Pertanto, secondo il Giudice di merito, citando alcuni arresti della S.C., il giudice non può limitarsi a considerare solamente il dato quantitativo - nella specie quello dei giorni di indebita fruizione del permesso (come anche per i casi di pochezza del danno patrimoniale causato dalla mancanza del lavoratore) - dovendo invece valorizzare tutti gli elementi soggettivi e oggettivi caratterizzanti la condotta incriminata, in particolare l'intensità del dolo e le effettive conseguenze della condotta medesima. L'indebita utilizzazione dei permessi non si traduce in un inadempimento ma rivela l'inesistenza di uno degli elementi costitutivi del diritto. “Non si è realizzato, quindi, un mero inadempimento, ma un vero e proprio abuso del diritto, in quanto il lavoratore ha approfittato della propria posizione ricoperta nella Uiltec per estorcere al datore di lavoro un permesso (peraltro retribuito) che, ai sensi dell'art. 30 Stat. Lav., certamente non poteva essergli negato, costringendo l'azienda a riorganizzare i turni di lavoro”.
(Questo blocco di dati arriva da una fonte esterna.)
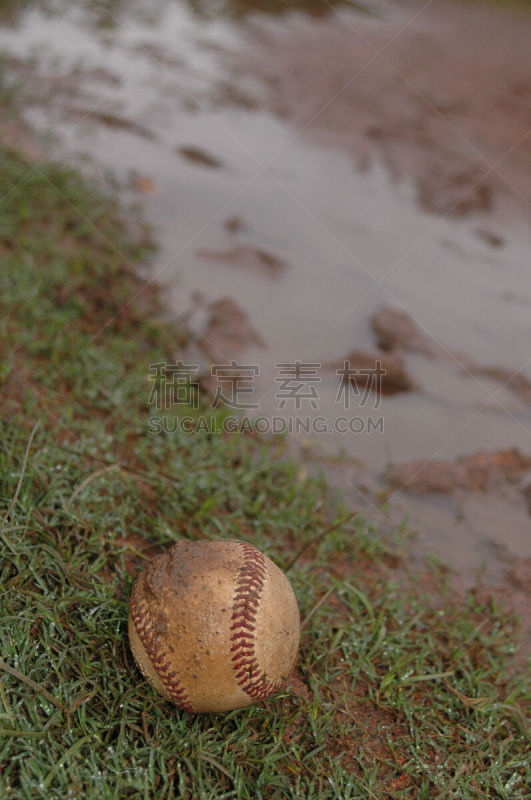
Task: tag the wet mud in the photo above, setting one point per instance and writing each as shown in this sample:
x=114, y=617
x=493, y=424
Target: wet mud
x=332, y=179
Non va sottaciuto, infine, che secondo giurisprudenza consolidata, anche i comportamenti estranei al “rapporto” assumono rilevanza, nelle ipotesi in cui siano tali da far venir meno l'elemento fiduciario che connota il rapporto di lavoro (v. Cass. 8 febbraio 1993, n. 1519, in R. Ciavarella, L'abusivo utilizzo dei permessi ex art. 24 St. lav. integra una condotta disciplinarmente rilevante, in Riv. it. dir. lav., 2, 2020).

Minimi riferimenti bibliografici

I. Fedele, Il licenziamento disciplinare, AA.VV., Il Licenziamento, Milano, 2019.

P. Ferrari, licenziamento disciplinare, reintegrazione, e tipizzazione collettiva anche in presenza di “clausole generali”, in ADL n. 5/2022.

Per una critica degli indirizzi interpretativi della Corte di Cassazione sul rapporto di Clausole generali, clausole elastiche e valutazione fattuale, S. De Matteis, Il sindacato della Cassazione sulle clausole generali, tra fatto e diritto, in Giust. Civ., 2, 2022.

V. Ferrante, Clausole generali, buona fede e contratto di lavoro, in DRI, 1, 2021.